HARARE – Zimbabwe plans to nearly double its wheat output to 75,000 tonnes this year, its agriculture minister said on Tuesday, still leaving the country with a huge deficit to be met by imports.
The southern African country requires 400,000 tonnes of wheat annually and has struggled to feed itself since President Robert Mugabe began a drive to seize white-owned farms to resettle landless blacks in 2000.
Agriculture Minister Joseph Made told reporters the government would provide $20 million in low-interest loans to farmers for this year’s wheat production.
“We are proposing that we target 26,280 hectares for winter wheat. This targeted hectarage should give us 75,000 tonnes,” Made said. “This might sound little, but considering the 41,000 tonnes we got last year, this will be some improvement.”
Farmers’ unions put Zimbabwe’s wheat output at 12,000 tonnes last year, barely enough to feed the country for a week.
Made also reiterated that Zimbabwe faced a shortage of its staple grain maize, after nearly a third of the planted crop was written off due to poor rains.

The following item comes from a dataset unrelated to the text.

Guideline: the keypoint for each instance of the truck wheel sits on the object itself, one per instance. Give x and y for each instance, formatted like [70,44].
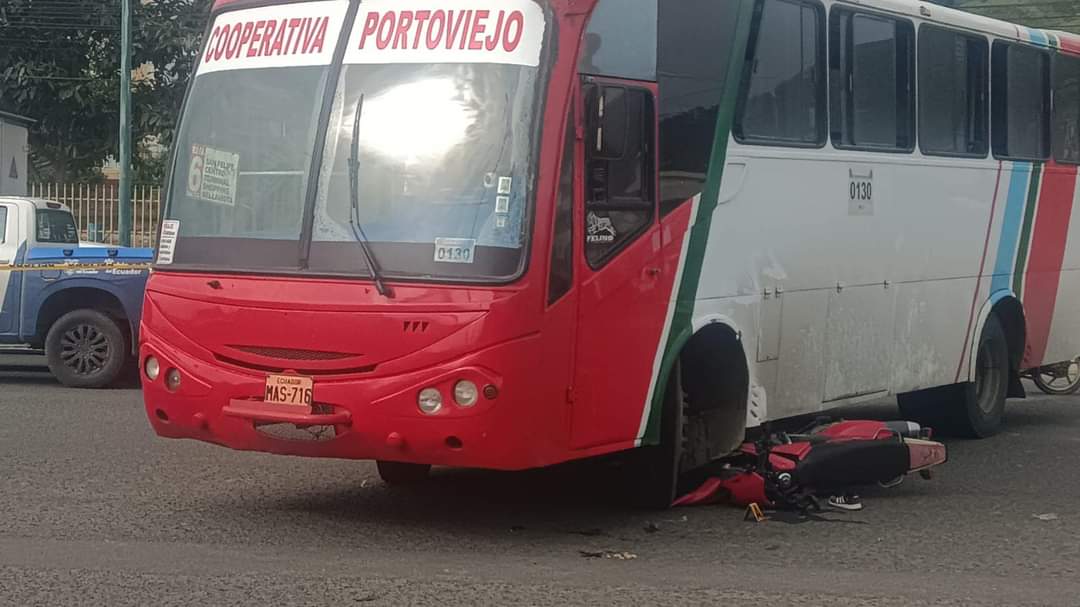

Finance Minister Tendai Biti told the same news conference Zimbabwe would have to import wheat to ease shortages, but said the government had built up 500,000 tonnes in maize reserves to supply regions facing a deficit.
Last December, the United Nations said it would raise $268 million for aid efforts in Zimbabwe, with half the money to be used to buy food for more than 1.4 million people facing shortages.